Remarks by    

Dr. Ibrahim Zuhuree 

Deputy Permanent Representative of the Republic of Maldives to the United Nations,  
 at the Interactive Roundtable on Fostering debt sustainability and strengthening the global financial safety net 

High-level Dialogue on Financing for Development 

5 October 2023 


Mr. President, Mr. Secretary-General, Excellencies, Distinguished Delegates,  

Navigating the pathway to debt recovery and growth in the post-COVID-19 era has been fraught with new hurdles. Escalating pressures on food and energy. Continuing difficulties with supply chains, and geopolitical disputes and increasing conflicts.  

The pandemic compounded debt vulnerabilities that had been rising across developing countries for the last decade, driven by higher debt servicing costs, narrowing fiscal space. Despite record aid in 2022, aid flows still fall short of commitment, with loans overtaking grants. The global financing safety net must be strengthened. 

We would like to highlight four pivotal areas of focus.  

First, even before the pandemic, the financing available for development, particularly for SIDS, was insufficient. We need a global response to guarantee the necessary liquidity support for SIDS, to facilitate a recovery commensurate with the scale of the debt burden exacerbated by the COVID-19 crisis. And so, international financial institutions must reassess their eligibility criteria to facilitate more accessible concessional loans and grants for SIDS. They must look beyond GDP as the sole measure of development. The answer lies with adopting the Multidimensional Vulnerability Index, at the earliest! 

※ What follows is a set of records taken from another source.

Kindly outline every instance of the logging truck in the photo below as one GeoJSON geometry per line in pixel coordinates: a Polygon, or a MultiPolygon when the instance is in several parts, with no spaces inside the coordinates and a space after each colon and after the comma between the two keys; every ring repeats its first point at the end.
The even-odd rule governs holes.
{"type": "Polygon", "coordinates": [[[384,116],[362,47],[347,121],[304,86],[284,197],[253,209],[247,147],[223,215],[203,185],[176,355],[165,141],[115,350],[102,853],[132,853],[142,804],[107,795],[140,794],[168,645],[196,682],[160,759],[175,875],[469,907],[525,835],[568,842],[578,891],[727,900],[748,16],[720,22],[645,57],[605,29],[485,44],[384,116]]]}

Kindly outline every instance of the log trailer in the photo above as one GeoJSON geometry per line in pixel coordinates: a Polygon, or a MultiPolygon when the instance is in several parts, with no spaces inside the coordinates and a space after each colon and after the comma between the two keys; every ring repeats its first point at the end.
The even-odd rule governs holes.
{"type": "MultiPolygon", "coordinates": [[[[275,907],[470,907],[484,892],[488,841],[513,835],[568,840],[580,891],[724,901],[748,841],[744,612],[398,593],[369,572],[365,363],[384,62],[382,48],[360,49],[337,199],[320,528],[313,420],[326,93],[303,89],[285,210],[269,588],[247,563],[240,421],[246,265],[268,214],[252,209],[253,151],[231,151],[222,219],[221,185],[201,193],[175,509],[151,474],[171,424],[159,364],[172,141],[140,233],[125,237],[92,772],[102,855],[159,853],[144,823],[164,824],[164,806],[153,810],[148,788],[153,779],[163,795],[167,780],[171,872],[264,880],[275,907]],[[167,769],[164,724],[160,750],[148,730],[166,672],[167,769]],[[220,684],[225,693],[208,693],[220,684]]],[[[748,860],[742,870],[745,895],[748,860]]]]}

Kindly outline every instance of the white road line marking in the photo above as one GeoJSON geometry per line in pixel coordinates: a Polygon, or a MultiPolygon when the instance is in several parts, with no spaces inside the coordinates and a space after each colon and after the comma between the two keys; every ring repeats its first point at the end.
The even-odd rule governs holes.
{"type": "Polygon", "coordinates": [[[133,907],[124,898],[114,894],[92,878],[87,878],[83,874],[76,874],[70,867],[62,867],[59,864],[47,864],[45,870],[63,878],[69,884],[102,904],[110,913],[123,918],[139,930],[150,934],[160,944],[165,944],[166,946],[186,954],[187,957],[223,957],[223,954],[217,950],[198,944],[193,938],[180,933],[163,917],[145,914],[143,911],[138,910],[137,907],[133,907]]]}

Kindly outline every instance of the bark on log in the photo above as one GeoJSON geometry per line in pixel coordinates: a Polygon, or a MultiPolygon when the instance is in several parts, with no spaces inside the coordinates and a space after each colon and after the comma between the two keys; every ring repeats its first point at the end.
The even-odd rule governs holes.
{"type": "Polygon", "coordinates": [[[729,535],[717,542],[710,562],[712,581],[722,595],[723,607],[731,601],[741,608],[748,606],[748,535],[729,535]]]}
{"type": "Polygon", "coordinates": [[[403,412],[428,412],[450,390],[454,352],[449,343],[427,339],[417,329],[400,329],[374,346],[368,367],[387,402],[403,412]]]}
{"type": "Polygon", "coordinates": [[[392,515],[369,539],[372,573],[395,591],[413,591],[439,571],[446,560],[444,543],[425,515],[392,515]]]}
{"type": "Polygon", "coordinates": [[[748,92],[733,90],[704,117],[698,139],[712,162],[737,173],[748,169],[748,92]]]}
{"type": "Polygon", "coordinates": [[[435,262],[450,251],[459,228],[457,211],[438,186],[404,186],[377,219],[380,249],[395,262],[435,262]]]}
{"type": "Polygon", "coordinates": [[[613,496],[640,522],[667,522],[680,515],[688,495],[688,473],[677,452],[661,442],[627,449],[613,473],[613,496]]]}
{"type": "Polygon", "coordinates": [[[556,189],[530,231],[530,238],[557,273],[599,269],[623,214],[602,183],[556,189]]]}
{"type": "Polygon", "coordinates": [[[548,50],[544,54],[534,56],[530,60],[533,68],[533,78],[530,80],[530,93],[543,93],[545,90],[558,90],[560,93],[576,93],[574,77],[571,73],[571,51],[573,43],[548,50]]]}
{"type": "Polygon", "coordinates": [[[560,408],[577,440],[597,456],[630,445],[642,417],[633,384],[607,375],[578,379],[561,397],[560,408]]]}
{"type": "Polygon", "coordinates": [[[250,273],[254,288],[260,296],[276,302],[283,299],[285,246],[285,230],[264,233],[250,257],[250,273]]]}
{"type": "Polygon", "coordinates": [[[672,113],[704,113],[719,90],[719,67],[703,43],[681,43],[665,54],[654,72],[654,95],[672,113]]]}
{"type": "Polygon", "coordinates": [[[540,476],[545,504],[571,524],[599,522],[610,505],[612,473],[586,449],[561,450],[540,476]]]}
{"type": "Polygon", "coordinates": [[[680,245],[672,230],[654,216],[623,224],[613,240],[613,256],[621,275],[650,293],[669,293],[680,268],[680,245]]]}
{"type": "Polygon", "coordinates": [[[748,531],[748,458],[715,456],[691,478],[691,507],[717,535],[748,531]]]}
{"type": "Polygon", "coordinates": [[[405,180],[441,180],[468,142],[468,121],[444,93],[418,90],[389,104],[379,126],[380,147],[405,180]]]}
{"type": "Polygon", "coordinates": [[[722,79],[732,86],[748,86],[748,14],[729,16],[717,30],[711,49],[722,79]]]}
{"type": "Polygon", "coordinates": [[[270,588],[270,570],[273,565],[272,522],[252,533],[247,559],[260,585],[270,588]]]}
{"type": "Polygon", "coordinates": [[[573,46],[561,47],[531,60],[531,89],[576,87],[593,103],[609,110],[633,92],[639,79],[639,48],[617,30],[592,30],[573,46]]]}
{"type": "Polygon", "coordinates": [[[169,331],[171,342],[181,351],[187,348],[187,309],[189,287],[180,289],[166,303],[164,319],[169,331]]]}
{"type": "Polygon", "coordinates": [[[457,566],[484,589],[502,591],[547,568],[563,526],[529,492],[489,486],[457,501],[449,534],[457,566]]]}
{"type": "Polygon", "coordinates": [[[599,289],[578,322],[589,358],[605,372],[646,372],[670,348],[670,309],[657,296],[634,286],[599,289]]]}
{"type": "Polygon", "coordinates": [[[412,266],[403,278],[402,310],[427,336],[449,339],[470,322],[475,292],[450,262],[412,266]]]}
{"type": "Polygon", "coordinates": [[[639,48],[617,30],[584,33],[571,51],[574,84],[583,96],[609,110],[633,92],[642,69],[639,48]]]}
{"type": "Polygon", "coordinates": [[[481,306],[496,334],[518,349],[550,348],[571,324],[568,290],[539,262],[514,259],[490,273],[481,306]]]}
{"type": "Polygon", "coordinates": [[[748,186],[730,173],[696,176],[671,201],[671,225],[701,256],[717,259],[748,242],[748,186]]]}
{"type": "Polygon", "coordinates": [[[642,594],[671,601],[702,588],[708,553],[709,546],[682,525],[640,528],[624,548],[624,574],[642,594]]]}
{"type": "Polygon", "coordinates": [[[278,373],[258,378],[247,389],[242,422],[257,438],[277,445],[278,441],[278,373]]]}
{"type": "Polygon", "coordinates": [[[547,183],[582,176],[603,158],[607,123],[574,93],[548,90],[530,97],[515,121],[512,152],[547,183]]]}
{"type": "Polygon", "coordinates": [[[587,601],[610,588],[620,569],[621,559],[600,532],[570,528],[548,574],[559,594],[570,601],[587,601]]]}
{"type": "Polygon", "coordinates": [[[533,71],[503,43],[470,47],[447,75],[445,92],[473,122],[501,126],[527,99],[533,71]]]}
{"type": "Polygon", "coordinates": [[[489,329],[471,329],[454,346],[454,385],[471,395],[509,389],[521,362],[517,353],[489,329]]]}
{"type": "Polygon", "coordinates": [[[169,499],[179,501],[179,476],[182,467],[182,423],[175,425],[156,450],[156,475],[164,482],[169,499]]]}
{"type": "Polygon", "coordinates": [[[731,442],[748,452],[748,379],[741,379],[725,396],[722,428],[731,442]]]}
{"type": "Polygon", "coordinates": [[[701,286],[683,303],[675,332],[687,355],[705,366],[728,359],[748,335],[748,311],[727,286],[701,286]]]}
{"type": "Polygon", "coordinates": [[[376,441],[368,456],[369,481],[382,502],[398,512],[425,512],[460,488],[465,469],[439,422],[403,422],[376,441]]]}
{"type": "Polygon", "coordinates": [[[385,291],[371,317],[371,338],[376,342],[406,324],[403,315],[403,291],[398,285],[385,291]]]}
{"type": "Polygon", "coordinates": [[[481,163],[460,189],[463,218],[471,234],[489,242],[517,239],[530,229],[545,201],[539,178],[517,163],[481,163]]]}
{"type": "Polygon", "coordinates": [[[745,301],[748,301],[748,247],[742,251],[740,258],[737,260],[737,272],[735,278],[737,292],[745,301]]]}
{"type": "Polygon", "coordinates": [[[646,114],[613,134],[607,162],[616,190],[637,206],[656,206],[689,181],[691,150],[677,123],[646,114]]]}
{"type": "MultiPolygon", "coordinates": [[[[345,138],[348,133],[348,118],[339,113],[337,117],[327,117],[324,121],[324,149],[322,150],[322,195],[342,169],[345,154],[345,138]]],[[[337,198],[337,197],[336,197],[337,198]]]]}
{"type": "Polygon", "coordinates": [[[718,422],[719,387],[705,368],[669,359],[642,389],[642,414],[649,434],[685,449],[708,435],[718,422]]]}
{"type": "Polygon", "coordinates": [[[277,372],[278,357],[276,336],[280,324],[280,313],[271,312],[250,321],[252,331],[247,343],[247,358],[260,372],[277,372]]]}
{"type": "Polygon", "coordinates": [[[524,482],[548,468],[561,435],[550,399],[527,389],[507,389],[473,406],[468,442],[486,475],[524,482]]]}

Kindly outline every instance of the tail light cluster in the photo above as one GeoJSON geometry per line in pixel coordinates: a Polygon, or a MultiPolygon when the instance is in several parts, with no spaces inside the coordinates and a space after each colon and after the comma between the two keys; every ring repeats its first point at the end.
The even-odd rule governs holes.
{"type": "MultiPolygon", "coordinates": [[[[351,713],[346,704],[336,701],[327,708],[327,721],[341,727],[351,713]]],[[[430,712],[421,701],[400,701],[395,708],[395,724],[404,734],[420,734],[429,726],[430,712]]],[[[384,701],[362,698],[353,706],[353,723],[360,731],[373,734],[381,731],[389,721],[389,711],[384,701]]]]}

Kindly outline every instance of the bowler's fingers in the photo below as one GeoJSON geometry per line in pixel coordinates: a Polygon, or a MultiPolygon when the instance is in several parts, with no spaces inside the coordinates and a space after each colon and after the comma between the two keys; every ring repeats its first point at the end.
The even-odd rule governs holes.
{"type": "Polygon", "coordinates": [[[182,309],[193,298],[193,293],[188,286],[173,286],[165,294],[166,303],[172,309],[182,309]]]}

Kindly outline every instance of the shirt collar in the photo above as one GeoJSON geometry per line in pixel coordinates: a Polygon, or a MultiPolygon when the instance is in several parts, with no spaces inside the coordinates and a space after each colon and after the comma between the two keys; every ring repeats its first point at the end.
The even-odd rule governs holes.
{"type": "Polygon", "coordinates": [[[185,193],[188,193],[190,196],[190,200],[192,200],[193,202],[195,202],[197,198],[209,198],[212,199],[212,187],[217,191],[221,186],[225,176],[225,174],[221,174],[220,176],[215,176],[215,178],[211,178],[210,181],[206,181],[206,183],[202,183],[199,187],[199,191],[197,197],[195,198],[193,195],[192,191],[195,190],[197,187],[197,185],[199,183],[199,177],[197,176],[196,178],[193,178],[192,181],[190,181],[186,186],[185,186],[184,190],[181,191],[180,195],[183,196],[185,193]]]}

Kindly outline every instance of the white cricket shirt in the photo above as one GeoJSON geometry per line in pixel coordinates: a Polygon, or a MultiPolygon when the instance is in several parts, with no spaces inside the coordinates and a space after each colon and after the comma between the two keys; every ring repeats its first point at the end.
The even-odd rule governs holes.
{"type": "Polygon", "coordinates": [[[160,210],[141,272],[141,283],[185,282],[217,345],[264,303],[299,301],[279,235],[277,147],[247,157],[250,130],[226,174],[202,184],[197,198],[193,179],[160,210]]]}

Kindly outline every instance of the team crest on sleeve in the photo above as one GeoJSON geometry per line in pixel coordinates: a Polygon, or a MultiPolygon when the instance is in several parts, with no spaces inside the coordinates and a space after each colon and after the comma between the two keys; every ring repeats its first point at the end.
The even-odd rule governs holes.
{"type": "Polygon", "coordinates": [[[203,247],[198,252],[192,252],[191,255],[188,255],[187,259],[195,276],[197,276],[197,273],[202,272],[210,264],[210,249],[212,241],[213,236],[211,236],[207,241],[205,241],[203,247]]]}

We urge international financial institutions and development partners to use the MVI as a tool, ensuring that the vulnerabilities of SIDS are integral to decision-making, thus enabling easier access to affordable financing and debt relief. 

Second, to bridge the escalating SDG financing gaps, a concerted effort that involves enhanced MDB lending, guided by balance sheet optimization and de-risking private investment through credit guarantee enhancement, is vital. Stakeholders including the World Bank Group and IMF, must spearhead this change.  

Third, we must reinforce our resilience to climate change. As a Small Island Developing State, our national budgetary resources are simply not enough to address the impacts of climate change. Despite contributing less than 0.003% of global carbon emissions, the Maldives increased spending on climate change adaptation and mitigation by 3,210% between 2011 and 2022. That is a total of 587 million dollars during this period. This is 587 million dollars that could have been directed towards our development priorities. It is evident that climate-related risks, factor heavily into long-term fiscal sustainability. We need to embrace the mandates of the Paris Agreement and the Glasgow Climate Pact of 2021, to secure a sustainable future. 

Fourth, we need effective multilateral mechanisms to address debt. The Common Framework for Debt Treatment beyond the Debt Service Suspension Initiative has, unfortunately, not succeeded in addressing the widespread debt crisis in developing countries. It has failed to reduce external debt to a sustainable level. Although we have seen some progress in the actual application of this framework, more needs to be done to make such mechanisms inclusive, transparent, and efficient. The Framework must also allow for countries to continue to access capital markets.  


SIDS need tailored solutions for a just recovery plan. One that addresses debt relief. Together, we can forge a more sustainable future for all.